Dazi auto, la frenata: congelati per un mese. Telefonata Trump-Elkann

Un mese di tempo per trovare piani alternativi e muovere la produzione negli Stati Uniti. Il presidente statunitense Trump rallenta l’entrata in vigore delle tariffe per il settore dell’auto e viene incontro alle richieste delle Big Three di Detroit. Martedì sera c’è stato un colloquio con i vertici di Stellantis (John Elkann) Ford (Jim Farley) e General Motors (Mary Barra) e la Casa Bianca e ieri la portavoce del presidente Usa, Karoline Leavitt, ha annunciato la sospensione di «dazi per ogni auto nell’area di libero scambio USMCA». La versione dell’Amministrazione Usa è che sono state le tre società a chiedere un confronto, «hanno avanzato la richiesta e il presidente è contento di esaudirle, quindi un mese di esenzione», la spiegazione di Leavitt che ha aggiunto che la motivazione è quella di non creare loro uno svantaggio economico.
La notizia dell’allentamento della presa sull’industria delle quattro ruote è stata accolta positivamente a Wall Street, il Dow Jones è rimbalzato di 600 punti, tutti i listini hanno virato in territorio ampiamente positivo trascinati dai titoli delle Big Three, fra le quali Stellantis: a due ore dalla chiusura delle contrattazioni registrava oltre il 9%, GM il 4% e Ford quasi il 5%.
Gli scambi nell’area USMCA legate all’auto rappresentano il 22% del totale. Secondo le proiezioni di JP Morgan i costi dei dazi doganali avrebbero procurato un aumento medio del costo delle auto di 3100 dollari, con picchi di 10mila per quei brand impossibilitati a usare linee di produzione e supply chain solo statunitensi.
Il presidente Trump ha fatto sapere di essere aperto a ulteriori esenzioni. Anche se lo scontro con il Canada resta vivacissimo. Ieri il leader Usa ha avuto una conversazione telefonica durata 50 minuti con il premier Justin Trudeau conclusasi, in maniera «un po’ amichevole». Non il linguaggio che prelude a distensioni.
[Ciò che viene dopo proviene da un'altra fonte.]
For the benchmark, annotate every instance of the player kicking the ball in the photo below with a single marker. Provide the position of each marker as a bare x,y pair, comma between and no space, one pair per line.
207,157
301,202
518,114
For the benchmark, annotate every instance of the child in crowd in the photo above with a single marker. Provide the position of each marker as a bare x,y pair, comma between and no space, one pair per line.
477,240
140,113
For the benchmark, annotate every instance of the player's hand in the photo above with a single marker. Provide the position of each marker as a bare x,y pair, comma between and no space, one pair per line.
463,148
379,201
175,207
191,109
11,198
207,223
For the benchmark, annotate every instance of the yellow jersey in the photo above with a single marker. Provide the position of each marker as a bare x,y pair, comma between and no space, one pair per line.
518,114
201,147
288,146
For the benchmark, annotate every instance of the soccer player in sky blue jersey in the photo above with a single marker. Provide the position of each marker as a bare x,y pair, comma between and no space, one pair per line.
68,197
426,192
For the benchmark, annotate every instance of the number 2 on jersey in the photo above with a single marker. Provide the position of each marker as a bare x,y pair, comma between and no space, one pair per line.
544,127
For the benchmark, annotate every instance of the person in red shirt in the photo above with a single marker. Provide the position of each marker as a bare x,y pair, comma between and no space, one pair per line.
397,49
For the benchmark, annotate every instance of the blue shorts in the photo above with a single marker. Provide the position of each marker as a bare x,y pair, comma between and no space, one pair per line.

E infatti Washington è tornata a ribadire che gli sforzi canadesi nel contrasto al narcotraffico e soprattutto all’ingresso di Fentanyl sono aumentati ma restano lontani dalla sufficienza. Le tariffe, al 25% restano quindi in vigore. Sono dazi legati, è da sottolineare, a immigrazione e Fentanyl, e sono ben diversi da quelli reciproci previsti per il 2 aprile che coinvolgono anche gli europei.
Trump ha punzecchiato Trudeau accusandolo di usare la leva delle tariffe per restare al potere. Il premier liberale è infatti dimissionario dal 6 gennaio. Il 20 ottobre ci saranno le elezioni. «È un premier agli ultimi passi dice cose ridicole cui non vale la pena rispondere», aveva commentato aspro Lutnick con i reporter al Congresso martedì sera. Trudeau da parte sua non ha allentato la presa. Benché si negozi ancora con gli Usa, ha confermato che le tariffe canadesi di rappresaglia non saranno tolte fintanto Washington non leverà tutte le sue. Attualmente l’America colpisce commerci per un valore di 250 miliardi di dollari (cui sono da sottrarsi per un mese 81 miliardi legati ad auto e indotto); il controvalore canadese è di 20,8 miliardi. Ottawa ha messo nel mirino beni classici del Made in Usa come il whiskey e i jeans.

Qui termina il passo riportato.